O clínico aproveitou a casuística da prática clínica e há cerca de 20 anos fez um apanhado que publicou em forma de poster com os dados recolhidos entre janeiro de 2002 e dezembro de 2006 nos 12 concelhos de Bragança. “Num total de 2436 cães, tivemos o diagnóstico de 117 doentes, ou seja, cães com doença confirmada, o que dá uma percentagem de 4,8%. É bastante significativo”, recorda. Esta é a percentagem de cães que lhe chegam já com manifestações clínicas, porque, acrescenta, anualmente diagnostica entre 20 e 30 cães com serologia positiva para a presença de Leishmania, o que dá “em média, mais ou menos, dois ou três casos por mês”.

 

Que cães estão mais sujeitos a desenvolver doença grave?

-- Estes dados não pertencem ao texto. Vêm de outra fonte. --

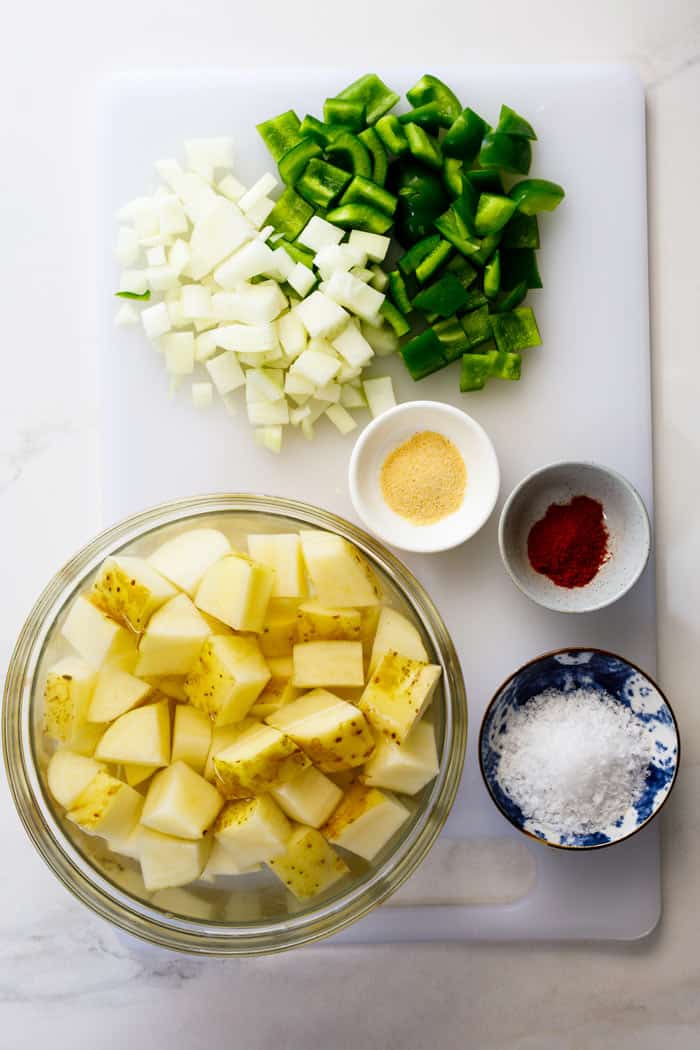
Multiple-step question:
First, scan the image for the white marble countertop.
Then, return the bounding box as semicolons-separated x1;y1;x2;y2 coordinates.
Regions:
0;0;700;1050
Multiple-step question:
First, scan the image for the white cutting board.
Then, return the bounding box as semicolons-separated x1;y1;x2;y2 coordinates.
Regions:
98;65;660;942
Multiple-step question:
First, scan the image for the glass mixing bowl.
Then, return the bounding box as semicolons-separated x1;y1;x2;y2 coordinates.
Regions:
2;495;467;956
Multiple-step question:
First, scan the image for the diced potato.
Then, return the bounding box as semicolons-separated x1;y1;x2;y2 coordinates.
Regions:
358;650;441;743
61;594;133;671
270;765;343;827
321;784;409;860
185;635;270;726
87;666;151;722
293;642;364;689
195;554;275;633
301;531;381;608
248;532;306;597
369;606;428;674
268;824;349;901
135;594;211;677
90;557;177;632
214;723;309;798
139;827;212;890
297;602;362;643
266;689;375;773
360;721;440;795
170;705;212;773
44;656;96;744
148;528;231;597
94;700;170;765
141;761;224;839
66;770;144;839
46;751;104;810
214;795;292;869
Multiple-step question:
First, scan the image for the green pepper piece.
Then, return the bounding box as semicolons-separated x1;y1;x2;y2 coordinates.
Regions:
479;131;532;175
336;72;400;124
432;317;469;364
276;239;314;270
268;186;314;240
379;299;410;339
388;270;413;314
399;233;441;274
416;239;452;285
474;193;515;237
375;113;408;156
484;249;501;299
496;106;537;140
413;273;467;317
445;255;476;288
340;175;399;215
491;350;523;382
443;156;464;197
461;307;491;350
323;99;365;131
491;307;542;353
401;329;447;380
465;168;506;196
490;280;528;314
358;128;389;186
257;109;301;161
295;156;353;208
501;248;542;292
502;211;539;248
325;131;372;179
443;109;489;164
277;139;321;186
460;351;495;394
406;74;462;128
389;161;449;248
510;178;566;215
325;204;391;233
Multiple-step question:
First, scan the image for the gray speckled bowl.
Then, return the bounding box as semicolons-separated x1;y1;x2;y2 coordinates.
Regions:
499;462;652;612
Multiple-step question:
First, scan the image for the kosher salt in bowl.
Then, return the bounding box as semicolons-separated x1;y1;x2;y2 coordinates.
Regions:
499;462;652;612
479;649;680;849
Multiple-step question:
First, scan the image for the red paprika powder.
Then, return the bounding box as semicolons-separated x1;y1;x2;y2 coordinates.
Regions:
528;496;610;588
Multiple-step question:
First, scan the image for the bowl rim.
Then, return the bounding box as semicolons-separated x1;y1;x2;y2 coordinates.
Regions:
499;460;652;613
476;646;681;853
2;492;468;957
347;399;502;554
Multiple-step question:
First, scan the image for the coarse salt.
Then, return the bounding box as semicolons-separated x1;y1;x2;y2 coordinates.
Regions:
494;689;652;835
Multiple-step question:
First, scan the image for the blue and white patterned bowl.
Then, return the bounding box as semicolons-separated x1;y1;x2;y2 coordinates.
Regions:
479;649;680;849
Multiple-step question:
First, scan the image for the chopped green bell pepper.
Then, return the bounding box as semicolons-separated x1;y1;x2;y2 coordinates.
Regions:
325;131;372;179
358;128;389;186
325;204;391;233
295;158;353;208
268;186;314;240
336;72;400;124
340;175;399;215
474;193;515;237
375;113;408;156
406;74;462;127
277;138;321;186
257;109;301;161
443;109;489;164
491;307;542;353
496;106;537;140
510;178;566;215
479;131;532;175
400;329;447;380
405;124;443;170
413;273;467;317
323;99;365;131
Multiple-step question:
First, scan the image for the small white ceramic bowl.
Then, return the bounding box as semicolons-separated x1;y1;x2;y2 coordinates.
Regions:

Taco a taco com a prevalência de Bragança, está o distrito de Setúbal. Ana Mota recorda que, também na cidade do Sado, a prevalência “pode chegar aos 20%”, o que na prática clínica do CAMV Patas e Penas se reflete “anualmente, no diagnóstico de cinco a 10 casos”, admite a diretora clínica.

 

Sendo uma clínica de localização urbana, no centro da cidade, “não apanha muitos animais de grande porte, embora tenhamos alguns”, frisa a médica veterinária. E é neste ponto que entra o outro dado paradigmático do caso clínico inicialmente descrito: a raça diagnosticada. “As raças maiores, no geral, são as que vivem em vivendas, passam mais horas no exterior, às vezes o dia inteiro, o que as torna mais suscetíveis ao flebótomo. As raças médias e de pequeno porte estão mais confinadas em apartamentos durante uma boa parte do dia. Só saem mais ao início da manhã ou ao final da tarde, muito embora sejam essas as horas mais perigosas para serem contagiados com doenças transmitidas por vetores, como a leishmaniose”, descreve Ana Mota.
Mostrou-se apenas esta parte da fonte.